Friday, April 06, 2007

Dr. Philip Zimbardo, a social psychologist and the past president of the American Psychological Association, has recently published a book called The Lucifer Effect: Understanding How Good People Turn Evil. Back in 1971, he designed the famous Stanford Prison Experiment, which showed that “anonymity, conformity and boredom can be used to induce sadistic behavior in otherwise wholesome students. More recently, Dr. Zimbardo, 74, has been studying how policy decisions and individual choices led to abuse at the Abu Ghraib prison in Iraq.” For more information on Zimbardo, check out a recent article about him in The New York Times (3 April 2007).

I bring this up because today is Holy Friday, when we remember that bad things happened (and happen) to good people. It is important to remember, not only the victims/martyrs, but also what caused/allowed human beings to be so cruel. Zimbardo's work details the processes by which ordinary human beings because incrementally evil through the influence of their environment. I also just finished reading Tom Wolfe's I Am Charlotte Simmons, where an 18 year old star student from the back country of North Carolina attends an Ivy League college and is corrupted by her environment. The young protagonist's moral fiber is unable to withstand the bacchanalia of a fraternity formal.

Both Zimbardo and Wolfe reaffirmed my commitment to contemplative prayer -- and to teaching contemplation to people of all ages. Without a developed interior life you are left without a ballast -- without any way of defending yourself against the influences of your environment. Charlotte thought she was being set free when she escaped North Carolina; instead, she was cast adrift. The soldiers at Abu Ghraib did not liberate the Iraqis, they captured, tortured, and humiliated them.

The same case could be made on a larger scale for what allowed, in the parlance Daniel Jonah Goldhagen book title, ordinary Germans to become "Hitler's Willing Executioners." Many of those ordinary Germans were Christians, who did not have a sufficient interior life to resist the Nazification all around them. There were notable examples like Dietriech Bonheoffer's Underground Seminary, which took spiritual disciplines seriously -- allowing them to critically examine and resist fascism and totalitarianism. Contemplation and spiritual disciplines are not the only path to individuation, the only way to develop defense mechanisms against "group think," but contemplation is one way, the best way for me.

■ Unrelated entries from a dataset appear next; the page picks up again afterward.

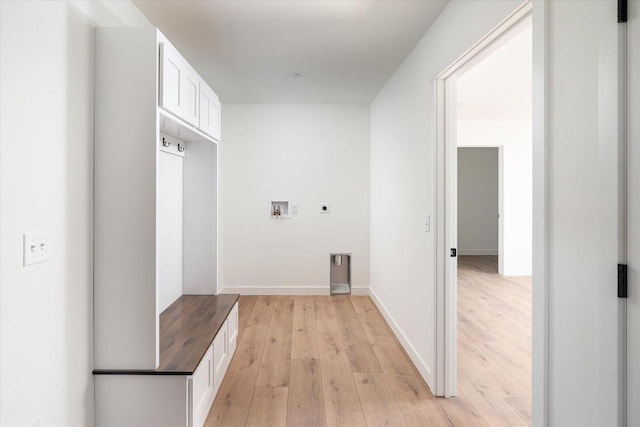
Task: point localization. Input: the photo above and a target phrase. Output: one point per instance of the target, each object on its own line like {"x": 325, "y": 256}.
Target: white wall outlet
{"x": 35, "y": 248}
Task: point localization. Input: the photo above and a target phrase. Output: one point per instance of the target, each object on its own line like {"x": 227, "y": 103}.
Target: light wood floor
{"x": 333, "y": 361}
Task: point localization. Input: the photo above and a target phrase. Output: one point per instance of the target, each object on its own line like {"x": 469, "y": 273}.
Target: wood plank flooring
{"x": 333, "y": 361}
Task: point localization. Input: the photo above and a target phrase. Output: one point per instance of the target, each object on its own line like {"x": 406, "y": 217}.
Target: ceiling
{"x": 499, "y": 87}
{"x": 294, "y": 51}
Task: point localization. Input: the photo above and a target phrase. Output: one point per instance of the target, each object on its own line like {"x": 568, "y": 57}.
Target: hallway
{"x": 494, "y": 341}
{"x": 325, "y": 361}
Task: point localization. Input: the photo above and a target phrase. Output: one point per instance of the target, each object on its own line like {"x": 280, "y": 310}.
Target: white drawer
{"x": 202, "y": 389}
{"x": 220, "y": 355}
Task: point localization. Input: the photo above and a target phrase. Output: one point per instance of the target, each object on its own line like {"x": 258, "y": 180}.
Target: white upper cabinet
{"x": 209, "y": 111}
{"x": 172, "y": 70}
{"x": 184, "y": 93}
{"x": 190, "y": 88}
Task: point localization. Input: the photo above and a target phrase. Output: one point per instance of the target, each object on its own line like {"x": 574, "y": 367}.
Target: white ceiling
{"x": 249, "y": 51}
{"x": 499, "y": 87}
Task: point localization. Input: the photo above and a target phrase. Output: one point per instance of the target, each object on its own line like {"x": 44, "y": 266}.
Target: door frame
{"x": 446, "y": 180}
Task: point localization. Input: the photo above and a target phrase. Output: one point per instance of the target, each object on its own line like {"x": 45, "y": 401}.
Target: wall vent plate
{"x": 279, "y": 208}
{"x": 35, "y": 248}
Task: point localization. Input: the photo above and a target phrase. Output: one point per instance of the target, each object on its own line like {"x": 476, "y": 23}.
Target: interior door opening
{"x": 485, "y": 340}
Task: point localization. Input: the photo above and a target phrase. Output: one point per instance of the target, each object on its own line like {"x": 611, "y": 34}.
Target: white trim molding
{"x": 420, "y": 364}
{"x": 288, "y": 290}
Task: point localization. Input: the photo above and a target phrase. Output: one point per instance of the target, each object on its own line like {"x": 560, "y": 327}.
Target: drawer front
{"x": 220, "y": 355}
{"x": 233, "y": 322}
{"x": 202, "y": 389}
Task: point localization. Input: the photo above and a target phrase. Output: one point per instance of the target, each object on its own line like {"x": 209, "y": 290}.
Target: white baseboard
{"x": 477, "y": 251}
{"x": 415, "y": 358}
{"x": 287, "y": 290}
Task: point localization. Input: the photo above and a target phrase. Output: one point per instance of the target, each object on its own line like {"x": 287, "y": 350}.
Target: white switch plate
{"x": 35, "y": 248}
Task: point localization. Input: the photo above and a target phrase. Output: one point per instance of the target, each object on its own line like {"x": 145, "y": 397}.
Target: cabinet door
{"x": 171, "y": 74}
{"x": 232, "y": 332}
{"x": 209, "y": 111}
{"x": 220, "y": 354}
{"x": 189, "y": 96}
{"x": 202, "y": 391}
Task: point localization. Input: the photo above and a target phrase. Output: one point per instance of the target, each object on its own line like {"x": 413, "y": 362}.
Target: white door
{"x": 633, "y": 214}
{"x": 451, "y": 239}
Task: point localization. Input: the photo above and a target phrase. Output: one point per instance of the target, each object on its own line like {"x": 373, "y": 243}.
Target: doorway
{"x": 476, "y": 133}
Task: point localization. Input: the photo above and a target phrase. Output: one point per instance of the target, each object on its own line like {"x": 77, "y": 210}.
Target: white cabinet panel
{"x": 220, "y": 355}
{"x": 179, "y": 85}
{"x": 202, "y": 391}
{"x": 232, "y": 321}
{"x": 189, "y": 97}
{"x": 171, "y": 76}
{"x": 209, "y": 111}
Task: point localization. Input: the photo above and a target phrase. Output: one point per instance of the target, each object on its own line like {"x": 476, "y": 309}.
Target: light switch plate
{"x": 35, "y": 248}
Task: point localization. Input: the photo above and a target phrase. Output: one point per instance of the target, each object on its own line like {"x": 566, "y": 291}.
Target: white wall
{"x": 46, "y": 173}
{"x": 514, "y": 138}
{"x": 311, "y": 154}
{"x": 582, "y": 337}
{"x": 478, "y": 201}
{"x": 403, "y": 174}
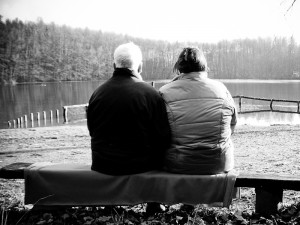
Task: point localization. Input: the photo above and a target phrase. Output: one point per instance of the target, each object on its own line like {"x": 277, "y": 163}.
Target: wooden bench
{"x": 269, "y": 188}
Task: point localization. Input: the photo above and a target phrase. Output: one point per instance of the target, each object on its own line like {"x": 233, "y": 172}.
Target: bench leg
{"x": 267, "y": 200}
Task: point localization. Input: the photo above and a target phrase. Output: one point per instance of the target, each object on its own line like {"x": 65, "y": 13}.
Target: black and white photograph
{"x": 149, "y": 112}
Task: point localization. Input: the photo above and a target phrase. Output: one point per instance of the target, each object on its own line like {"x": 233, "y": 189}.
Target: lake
{"x": 23, "y": 99}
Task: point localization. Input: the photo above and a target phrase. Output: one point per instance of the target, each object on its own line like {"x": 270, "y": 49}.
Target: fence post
{"x": 57, "y": 116}
{"x": 271, "y": 103}
{"x": 44, "y": 117}
{"x": 31, "y": 120}
{"x": 25, "y": 121}
{"x": 38, "y": 118}
{"x": 65, "y": 114}
{"x": 51, "y": 116}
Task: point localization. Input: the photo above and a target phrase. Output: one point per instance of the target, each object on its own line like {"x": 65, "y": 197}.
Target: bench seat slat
{"x": 16, "y": 171}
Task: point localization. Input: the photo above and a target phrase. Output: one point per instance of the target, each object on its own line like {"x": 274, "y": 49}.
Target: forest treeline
{"x": 38, "y": 52}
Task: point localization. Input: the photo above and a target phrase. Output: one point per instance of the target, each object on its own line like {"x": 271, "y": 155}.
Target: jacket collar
{"x": 191, "y": 76}
{"x": 126, "y": 72}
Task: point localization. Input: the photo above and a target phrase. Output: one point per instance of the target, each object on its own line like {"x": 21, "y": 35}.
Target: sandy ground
{"x": 258, "y": 149}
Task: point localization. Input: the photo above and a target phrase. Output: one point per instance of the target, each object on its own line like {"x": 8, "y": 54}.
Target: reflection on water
{"x": 24, "y": 99}
{"x": 268, "y": 118}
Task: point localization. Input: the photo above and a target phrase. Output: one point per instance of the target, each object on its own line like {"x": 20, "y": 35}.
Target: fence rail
{"x": 73, "y": 113}
{"x": 271, "y": 105}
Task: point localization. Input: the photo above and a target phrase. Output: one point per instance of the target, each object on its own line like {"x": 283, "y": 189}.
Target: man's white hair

Incidentally, I use the name "Holy Friday" instead of Good Friday because I don't believe in substitutionary atonement. So, Jesus' death doesn't seem particularly "good" to me. Jesus' death at the hands of the Roman Empire is what almost always happens when God's way meets the way of the world. It is a holy event, a martyrdom that should be remembered. But it is not good or redemptive in the sense that Anselm meant it. To use a vivid image from Dallas Willard, I'm not a vampire Christian: someone who is only interested in Jesus for his blood. John Dominic Crossan has recently published a book on this point: God and Empire: Jesus Against Rome, Then and Now.

1 comment:

Unknown said...

Salvation via violence certainly proliferates violence. Another problem, too, is a "gospel" that brands Judaism as the decrepit faith of old. What book did I read about Nazi pagan practices -- I think there was some blood-drinking. It may have been Christine Wicker's "Not in Kansas Anymore."